Lecture 13: Heart Failure 1 Flashcards
Define Heart Failure.
It is a complex clinical syndrome that RESULTS from any structural or functional impairment of ventricular filling or ejection of blood.
AHA/ACC definition
AKA inability to have proper ventricular output or filling.
Ultimately means we have poor cardiac output.
What are the MCC of death in people with HF?
Progressive HF or SCD.
Arrhythmia is common as the left ventricle keeps stretching.
What are the risk factors for HF?
- CAD/Atherosclerosis
- DM
- HTN
- Metabolic syndrome/Obesity
What is the #1 risk factor for HF in both genders?
HTN!
What are the common symptoms of acute HF?
- SOB
- PND
- Orthopnea
- RUQ pain
What are the common symptoms of chronic HF?
- Fatigue
- Anorexia
- Abdominal distension
- Edema
You can have an acute exacerbation still.
What is high output HF?
- Unable to meet demands of peripheral needs.
- Thyrotoxicosis, severe anemia, sepsis
- Symptoms of reduced CO.
What is low output HF?
Insufficient forward output, such as reduced EF or hypovolemia
What are HFrEF and HFpEF?
- HFrEF is systolic HF with reduced EF <= 40%
- HFpEF is diastolic HF with normal EF >= 50%
What is the MC type of HF?
Left sided systolic HF/HFrEF
What is the MCC of right sided HF?
Left sided HF
Isolated is rare unless lung disorder is present.
How does left-sided HF typically present?

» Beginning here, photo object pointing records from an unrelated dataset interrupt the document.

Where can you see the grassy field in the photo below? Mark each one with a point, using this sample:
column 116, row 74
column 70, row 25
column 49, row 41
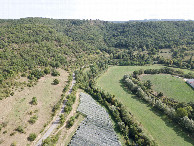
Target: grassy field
column 171, row 86
column 157, row 126
column 17, row 109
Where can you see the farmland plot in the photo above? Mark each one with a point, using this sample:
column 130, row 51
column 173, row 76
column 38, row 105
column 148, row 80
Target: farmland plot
column 97, row 128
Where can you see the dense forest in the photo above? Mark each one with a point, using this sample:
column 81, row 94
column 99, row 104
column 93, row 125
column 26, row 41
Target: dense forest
column 30, row 43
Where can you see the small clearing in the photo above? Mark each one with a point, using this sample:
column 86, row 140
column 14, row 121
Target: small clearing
column 171, row 86
column 17, row 109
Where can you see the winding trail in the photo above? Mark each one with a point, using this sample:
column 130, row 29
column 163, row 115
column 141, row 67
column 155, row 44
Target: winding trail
column 57, row 120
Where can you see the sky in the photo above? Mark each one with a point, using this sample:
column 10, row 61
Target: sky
column 109, row 10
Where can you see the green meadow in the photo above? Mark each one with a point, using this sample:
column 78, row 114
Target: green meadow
column 155, row 125
column 171, row 86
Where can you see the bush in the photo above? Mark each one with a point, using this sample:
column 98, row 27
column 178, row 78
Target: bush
column 34, row 101
column 33, row 119
column 13, row 144
column 32, row 137
column 55, row 73
column 55, row 81
column 71, row 122
column 20, row 129
column 47, row 71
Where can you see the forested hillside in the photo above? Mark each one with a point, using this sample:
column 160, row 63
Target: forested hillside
column 30, row 43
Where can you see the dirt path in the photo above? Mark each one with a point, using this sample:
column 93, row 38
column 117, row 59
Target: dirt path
column 63, row 129
column 55, row 123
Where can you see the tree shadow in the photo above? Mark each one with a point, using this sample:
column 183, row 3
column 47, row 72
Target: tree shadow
column 168, row 122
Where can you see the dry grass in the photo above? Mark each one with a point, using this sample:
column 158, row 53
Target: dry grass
column 16, row 109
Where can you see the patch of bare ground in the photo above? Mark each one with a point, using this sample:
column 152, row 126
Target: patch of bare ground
column 67, row 133
column 17, row 110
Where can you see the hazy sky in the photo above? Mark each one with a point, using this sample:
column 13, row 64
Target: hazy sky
column 98, row 9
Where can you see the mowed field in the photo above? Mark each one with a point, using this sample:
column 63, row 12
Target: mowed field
column 171, row 86
column 154, row 124
column 17, row 110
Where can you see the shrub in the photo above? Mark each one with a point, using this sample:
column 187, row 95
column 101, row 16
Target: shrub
column 34, row 101
column 32, row 137
column 12, row 93
column 47, row 71
column 181, row 112
column 55, row 73
column 55, row 81
column 33, row 119
column 20, row 129
column 71, row 122
column 13, row 144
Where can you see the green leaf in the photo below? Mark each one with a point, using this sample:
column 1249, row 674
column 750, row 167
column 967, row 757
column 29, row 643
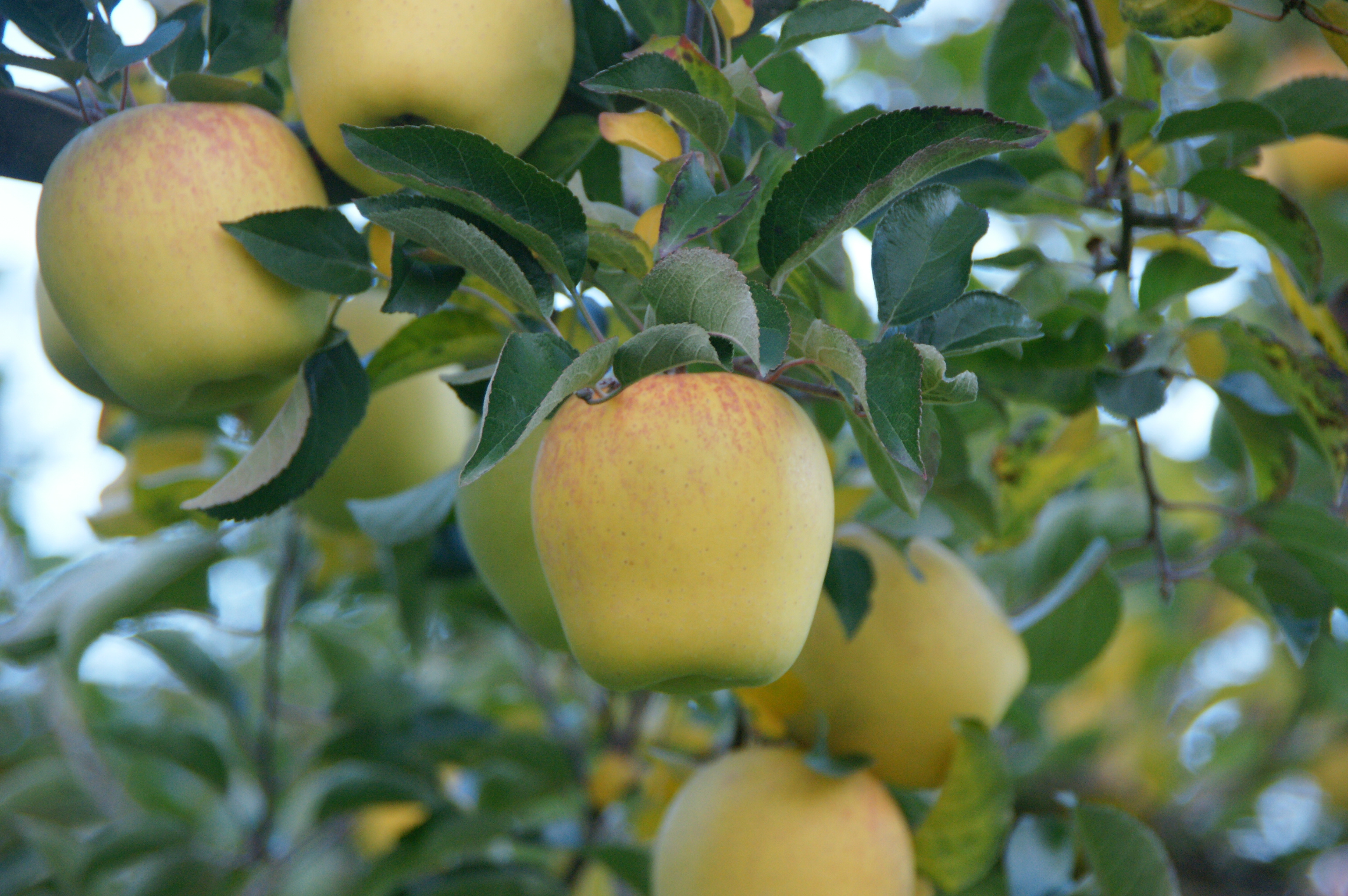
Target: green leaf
column 1315, row 538
column 1175, row 20
column 420, row 287
column 1131, row 395
column 198, row 87
column 1175, row 273
column 1252, row 119
column 619, row 248
column 630, row 864
column 451, row 336
column 1274, row 217
column 323, row 412
column 181, row 745
column 924, row 252
column 562, row 146
column 363, row 783
column 654, row 77
column 244, row 34
column 1032, row 34
column 197, row 670
column 479, row 177
column 108, row 56
column 534, row 374
column 311, row 248
column 975, row 321
column 410, row 515
column 123, row 583
column 1040, row 859
column 61, row 27
column 960, row 840
column 894, row 397
column 1126, row 856
column 835, row 351
column 114, row 849
column 661, row 348
column 68, row 70
column 848, row 584
column 705, row 287
column 838, row 185
column 694, row 208
column 1061, row 100
column 468, row 242
column 189, row 52
column 1145, row 79
column 774, row 326
column 1068, row 628
column 824, row 18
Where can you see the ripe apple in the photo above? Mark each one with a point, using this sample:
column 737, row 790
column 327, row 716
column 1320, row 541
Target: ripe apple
column 684, row 527
column 494, row 517
column 496, row 69
column 166, row 306
column 760, row 822
column 931, row 651
column 413, row 430
column 64, row 353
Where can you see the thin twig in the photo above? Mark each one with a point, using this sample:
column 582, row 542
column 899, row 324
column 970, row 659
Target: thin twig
column 510, row 316
column 579, row 298
column 281, row 606
column 1154, row 504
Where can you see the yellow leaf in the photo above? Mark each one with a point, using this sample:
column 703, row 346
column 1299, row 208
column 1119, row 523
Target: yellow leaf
column 382, row 250
column 847, row 502
column 642, row 131
column 1115, row 29
column 1316, row 319
column 772, row 706
column 1207, row 356
column 1081, row 146
column 649, row 225
column 380, row 827
column 611, row 778
column 735, row 16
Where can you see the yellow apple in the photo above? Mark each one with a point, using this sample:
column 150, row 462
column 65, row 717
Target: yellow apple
column 496, row 69
column 166, row 306
column 931, row 651
column 413, row 430
column 684, row 527
column 64, row 353
column 499, row 535
column 760, row 822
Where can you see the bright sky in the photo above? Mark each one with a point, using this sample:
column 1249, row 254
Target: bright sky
column 48, row 429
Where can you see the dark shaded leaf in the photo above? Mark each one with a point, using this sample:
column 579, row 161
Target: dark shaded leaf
column 848, row 584
column 479, row 177
column 451, row 336
column 1126, row 856
column 842, row 182
column 198, row 87
column 661, row 348
column 535, row 372
column 323, row 412
column 922, row 252
column 653, row 77
column 311, row 248
column 1273, row 215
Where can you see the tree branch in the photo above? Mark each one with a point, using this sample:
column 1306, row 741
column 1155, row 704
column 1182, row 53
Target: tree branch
column 281, row 606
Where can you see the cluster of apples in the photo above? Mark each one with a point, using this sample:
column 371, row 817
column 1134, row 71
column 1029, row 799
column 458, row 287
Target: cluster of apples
column 673, row 538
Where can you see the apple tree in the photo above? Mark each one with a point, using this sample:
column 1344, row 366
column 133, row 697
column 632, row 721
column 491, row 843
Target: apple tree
column 610, row 531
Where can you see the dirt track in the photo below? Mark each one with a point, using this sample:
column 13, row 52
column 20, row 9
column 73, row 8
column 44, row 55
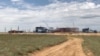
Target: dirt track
column 72, row 47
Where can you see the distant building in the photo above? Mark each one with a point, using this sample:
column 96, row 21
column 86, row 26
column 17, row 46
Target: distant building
column 15, row 31
column 41, row 30
column 88, row 30
column 67, row 30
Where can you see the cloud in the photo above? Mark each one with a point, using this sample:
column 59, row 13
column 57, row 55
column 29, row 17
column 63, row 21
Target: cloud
column 58, row 14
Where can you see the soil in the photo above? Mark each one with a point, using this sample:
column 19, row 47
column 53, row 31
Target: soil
column 72, row 47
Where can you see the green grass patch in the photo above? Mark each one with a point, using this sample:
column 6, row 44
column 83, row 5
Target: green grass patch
column 20, row 45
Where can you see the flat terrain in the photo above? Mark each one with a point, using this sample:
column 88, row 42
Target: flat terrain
column 50, row 44
column 72, row 47
column 21, row 45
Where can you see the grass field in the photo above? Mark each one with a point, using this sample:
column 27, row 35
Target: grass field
column 20, row 45
column 91, row 43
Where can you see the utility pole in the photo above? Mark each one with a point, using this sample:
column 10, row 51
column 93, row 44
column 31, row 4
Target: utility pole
column 5, row 29
column 18, row 28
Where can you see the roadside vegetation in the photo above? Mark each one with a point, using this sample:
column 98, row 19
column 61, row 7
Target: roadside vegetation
column 92, row 44
column 20, row 45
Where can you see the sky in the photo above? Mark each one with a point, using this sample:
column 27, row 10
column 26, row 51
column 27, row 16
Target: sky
column 28, row 14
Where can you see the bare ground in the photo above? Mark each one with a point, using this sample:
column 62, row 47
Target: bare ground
column 72, row 47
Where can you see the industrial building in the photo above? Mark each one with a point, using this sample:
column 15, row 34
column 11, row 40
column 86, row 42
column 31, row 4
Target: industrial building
column 41, row 30
column 67, row 30
column 15, row 31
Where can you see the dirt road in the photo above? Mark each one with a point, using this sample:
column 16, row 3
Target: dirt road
column 72, row 47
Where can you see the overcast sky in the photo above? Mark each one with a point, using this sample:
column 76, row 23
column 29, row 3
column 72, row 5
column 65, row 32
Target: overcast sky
column 28, row 14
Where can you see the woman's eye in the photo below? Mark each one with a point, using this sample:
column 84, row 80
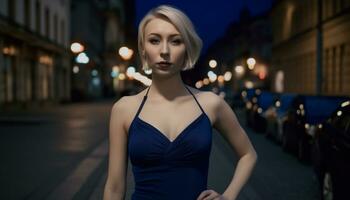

Right-sided?
- Left-sided: DOE, PND, Orthopnea, fatigue
- Right-sided: JVD, hepatic congestion, ascites, anorexia, LE edema
What do NYHA classes quantify?
- The functional limitation caused by HF.
- The effort needed to elicit symptoms in a patient.
Class I-IV
Describe the 4 classes of NYHA severity for HF.
- Class I = no limitation
- Class II = Slight limitation with symptoms upon ordinary activity.
- Class III = Marked limitation with symptoms upon less than ordinary activity.
- Class IV = Complete limitation with symptoms at rest
Limitation varies by patient based on their baseline.
What is the main difference between HF staging and NYHA classes?
- Staging cannot CHANGE.
- It stages the structural changes of the heart.
Progresses.
Define Stages A-D for the stages of HF.
- A = At risk but no disease or symptoms.
- B = Structural disease but no S/S.
- C = Structural dsease with prior or current S/S
- D = Refractory HF that requires specialized interventions (Usually class IV patients)
What are the two neurohumoral compensatory mechanisms in HF?
- Vasoconstriction to maintain pressure
- Increased myocardial contractility and HR to maintain CO
Why is hyponatremia common in HF?
- Poor renal perfusion due to poor CO causes the RAAS system to activate.
- RAAS will cause us to retain fluid and therefore dilute our sodium.
How does the sympathetic NS boost vasoconstriction and enhance venous return?
Increased release of NE, which also increases ventricular contractility and HR
What occurs in the kidney due to SNS stimulation in HF?
- Increased proximal tubular sodium reabsorption, which contributes to sodium retention in HF.
- Increases plasma concentration of Plasma NE.
What stimulates RAAS?
- Decreased glomerular filtration
- Increased Beta-1 adrenergic activity
What cell type can RAAS affect?
Myocytes, causing remodeling of the heart.
Also increases the # of AT2 receptors in the heart.
What is the pathway that triggers ADH release and what is the effect of ADH release?
- Low CO
- Activates carotid sinus and aortic arch baroreceptors
- Release of ADH and stimulates thirst
- Increased SVR
- Promotes water retention
What are the two natriuretic peptides released by the heart and what triggers each?
- ANP: response to volume expansion, rises earlier.
- BNP: response to high ventricular filling pressures, long half-life.
- BNP: Reduces SVR, and increases natriuresis to reduce afterload.